Another new thing are "drawers" which are sub-windows that scroll out when you activate a control. For instance, in the Mail application, hitting the "Mailboxes" menu item causes a "drawer" containing your list of mailboxes to slide out from the side of your mail reading window.
The finder has plug-in support for document previewing... I was quite surprised to select WAV and AIFF sound files and find that I could play them from within the finder. Writing your own plugins is not that difficult.
Mac OS-X really is going to be the coolest operating system around. I've been waiting years for it...
Burris
I don't have DP3, I used on someone else's machine. I never signed an NDA. But I'm still not sure what the legal ramifications are of posting information about it, so I took down those links. OS X is truly amazing and I can't wait until the release. Then I'll be able to talk about it all I want without worrying about legal issues.
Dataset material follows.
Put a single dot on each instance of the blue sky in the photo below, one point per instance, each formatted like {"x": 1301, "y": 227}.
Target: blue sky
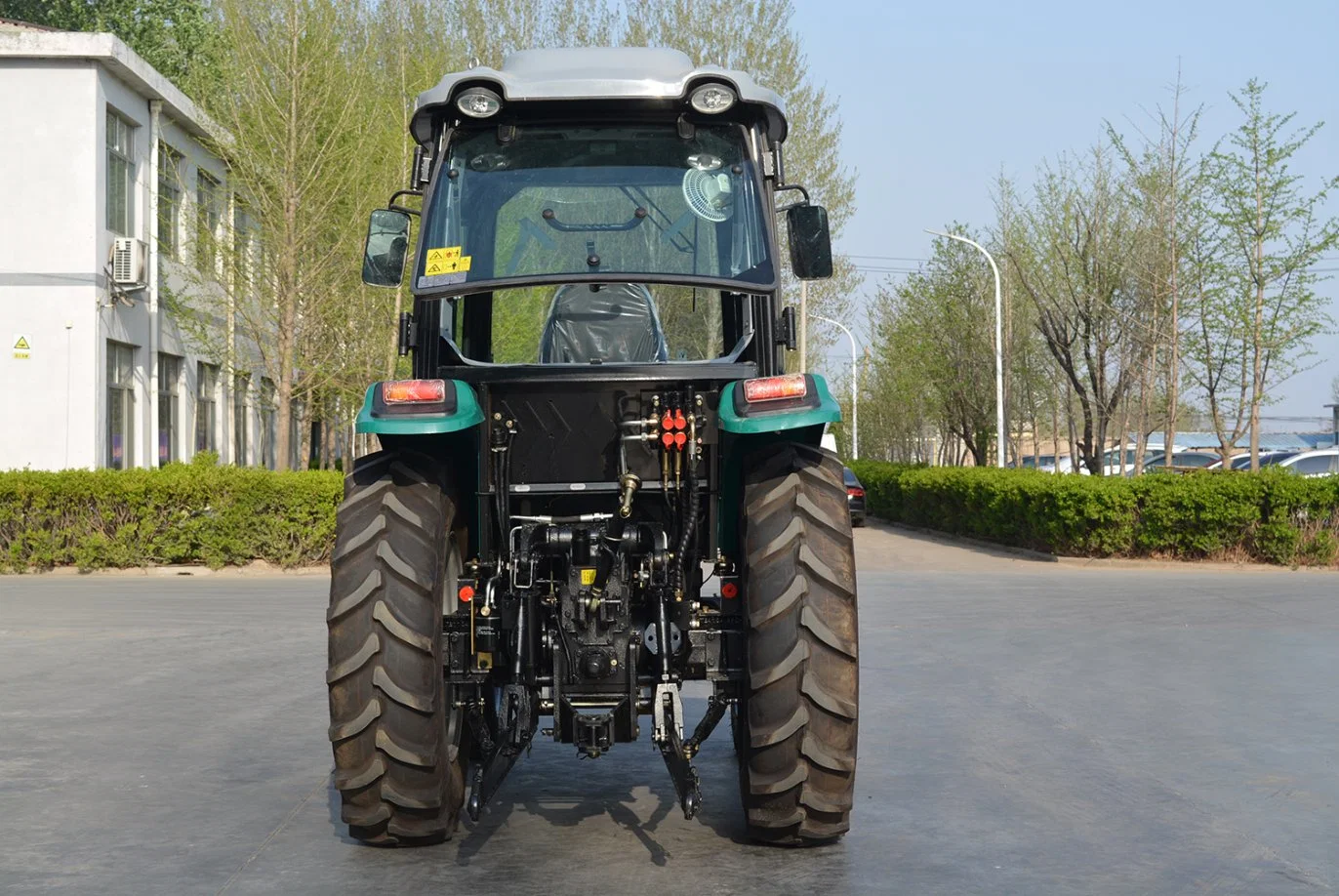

The server is not MacOS X, but OpenBSD on a PIII 450. Admittedly, Linux would have fared better against the /. effect. However, the server never crashed, it just became very slow and the mysql server started to fail.
The images were stored in the file system, but the pages that show them in a "slide show" were generated via php3. This is becuase I just took the uploaded screenshots and ran the same program against them that I use for my other pictures. I had not idea how crushing the ./ effect could be. Again, I apologize.